A Web Database App via S3 - Part One: A Flask Approach

I deployed my first web database application back in 2002 thanks to the seminal O'Reilly book Web Database Applications with PHP and Mysql by David Lane and Hugh E. Williams. In the past sixteen years, the industry developed tons of frameworks and ecosystems to help deploy web database applications, but the core concept generally remains the same. In summary, a web database application presents a form to the end user, the end user submits it, the application validates the form data, processes the form data and then persists all of the user data to a database. A user can then retrieve the data (either raw or processed) via another web form. In this blog post, I replace the traditional back end Relational Database Management System (RDBMS) with the Amazon Simple Storage Service (S3). RDBMS as a service start at about $10/month. By using S3, we can reduce this cost to pennies per month.

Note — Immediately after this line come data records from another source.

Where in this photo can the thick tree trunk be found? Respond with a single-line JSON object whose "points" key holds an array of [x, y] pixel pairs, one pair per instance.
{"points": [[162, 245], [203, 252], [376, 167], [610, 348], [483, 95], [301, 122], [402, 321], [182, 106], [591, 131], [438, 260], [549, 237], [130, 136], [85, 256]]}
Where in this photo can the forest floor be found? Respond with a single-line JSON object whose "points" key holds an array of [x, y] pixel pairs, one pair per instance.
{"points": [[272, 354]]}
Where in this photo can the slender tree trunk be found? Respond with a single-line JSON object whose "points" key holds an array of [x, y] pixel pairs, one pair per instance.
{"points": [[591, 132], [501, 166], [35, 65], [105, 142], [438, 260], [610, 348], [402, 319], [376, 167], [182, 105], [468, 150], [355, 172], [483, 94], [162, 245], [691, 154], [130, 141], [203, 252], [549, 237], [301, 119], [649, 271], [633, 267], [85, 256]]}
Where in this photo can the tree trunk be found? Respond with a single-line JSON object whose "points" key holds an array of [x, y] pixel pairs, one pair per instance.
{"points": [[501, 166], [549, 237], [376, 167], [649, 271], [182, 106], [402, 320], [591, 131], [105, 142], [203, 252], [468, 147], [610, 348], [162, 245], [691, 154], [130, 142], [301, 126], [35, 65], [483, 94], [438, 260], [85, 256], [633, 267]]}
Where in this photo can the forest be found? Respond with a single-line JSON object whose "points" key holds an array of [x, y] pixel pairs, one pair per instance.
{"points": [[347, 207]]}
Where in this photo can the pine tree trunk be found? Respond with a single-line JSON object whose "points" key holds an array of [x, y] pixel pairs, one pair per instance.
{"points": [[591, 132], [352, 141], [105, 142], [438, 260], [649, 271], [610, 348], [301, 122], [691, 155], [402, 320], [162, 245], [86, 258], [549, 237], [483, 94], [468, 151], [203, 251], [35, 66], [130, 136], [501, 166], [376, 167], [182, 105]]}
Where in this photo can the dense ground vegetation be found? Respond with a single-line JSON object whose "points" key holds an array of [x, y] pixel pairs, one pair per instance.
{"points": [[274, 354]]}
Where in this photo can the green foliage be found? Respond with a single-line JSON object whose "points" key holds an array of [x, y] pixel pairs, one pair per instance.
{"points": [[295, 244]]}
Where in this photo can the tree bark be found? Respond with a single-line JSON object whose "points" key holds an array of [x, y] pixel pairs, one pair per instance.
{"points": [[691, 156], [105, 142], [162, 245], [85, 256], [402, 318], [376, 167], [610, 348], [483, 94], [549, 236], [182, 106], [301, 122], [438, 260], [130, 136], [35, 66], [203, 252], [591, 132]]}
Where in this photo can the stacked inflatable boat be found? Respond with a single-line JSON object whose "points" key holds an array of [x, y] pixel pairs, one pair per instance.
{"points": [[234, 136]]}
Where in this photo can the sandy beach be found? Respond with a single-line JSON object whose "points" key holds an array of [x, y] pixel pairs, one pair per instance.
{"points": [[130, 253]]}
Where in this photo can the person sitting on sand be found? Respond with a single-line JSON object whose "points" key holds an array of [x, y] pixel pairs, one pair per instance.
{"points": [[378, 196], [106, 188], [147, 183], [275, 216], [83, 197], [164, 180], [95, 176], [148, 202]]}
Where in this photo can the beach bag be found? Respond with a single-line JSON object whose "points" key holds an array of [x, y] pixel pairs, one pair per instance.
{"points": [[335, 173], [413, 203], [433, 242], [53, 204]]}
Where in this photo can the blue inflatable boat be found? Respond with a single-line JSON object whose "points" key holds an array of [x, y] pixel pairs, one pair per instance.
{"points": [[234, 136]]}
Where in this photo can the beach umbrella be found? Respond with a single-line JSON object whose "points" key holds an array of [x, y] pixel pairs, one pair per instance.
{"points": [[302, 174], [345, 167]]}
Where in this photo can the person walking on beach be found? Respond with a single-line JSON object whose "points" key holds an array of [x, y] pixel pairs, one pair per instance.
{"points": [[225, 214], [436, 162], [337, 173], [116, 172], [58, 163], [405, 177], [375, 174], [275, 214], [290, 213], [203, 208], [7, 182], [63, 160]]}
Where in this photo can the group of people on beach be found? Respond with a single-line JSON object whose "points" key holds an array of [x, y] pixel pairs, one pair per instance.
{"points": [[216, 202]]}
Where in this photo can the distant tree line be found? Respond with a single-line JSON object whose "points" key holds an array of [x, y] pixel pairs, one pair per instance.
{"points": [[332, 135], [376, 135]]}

I use S3 to host this website and receive about 60,000 - 90,000 hits per month.

S3 Stat

Since I use S3 to host this site, I only pay ~$0.90/month.

NOTE: S3Stat provides me with this handly data.

The following graphic captures the desired, final Web Database Application architecture. I will use AWS Chalice to automate the deployment.

Flask Web DB Architecture

This blog post discusses how to deploy the S3 backed Web Database Application through Flask. Once we get the logic down in Flask, we can easily refactor the code to conform to the Chalice framework.

Final Web DB Architecture

The Flask App

This section describes the Flask implementation of the Web Database application. Miguel Grinberg wrote the definative book on Flask. I highly recommend you purchase his book. (You will see a familiar name on page XIV).

Flask book shout out

I have written heavily about Flask on this very site.

The model

We use Flask WTF to model the form. We include a bunch of different form field types to demonstrate validation variety.

# models.py
from flask_wtf import FlaskForm
from wtforms import BooleanField, IntegerField, StringField, SubmitField, TextAreaField
from wtforms.validators import InputRequired, Length, IPAddress

# Form ORM
class QuizForm(FlaskForm):
        agree = BooleanField('Check this box if you would like')
        anumber = IntegerField('Enter a number',validators = [InputRequired()])
        ipaddr = StringField('Enter an IP address', validators=[IPAddress()])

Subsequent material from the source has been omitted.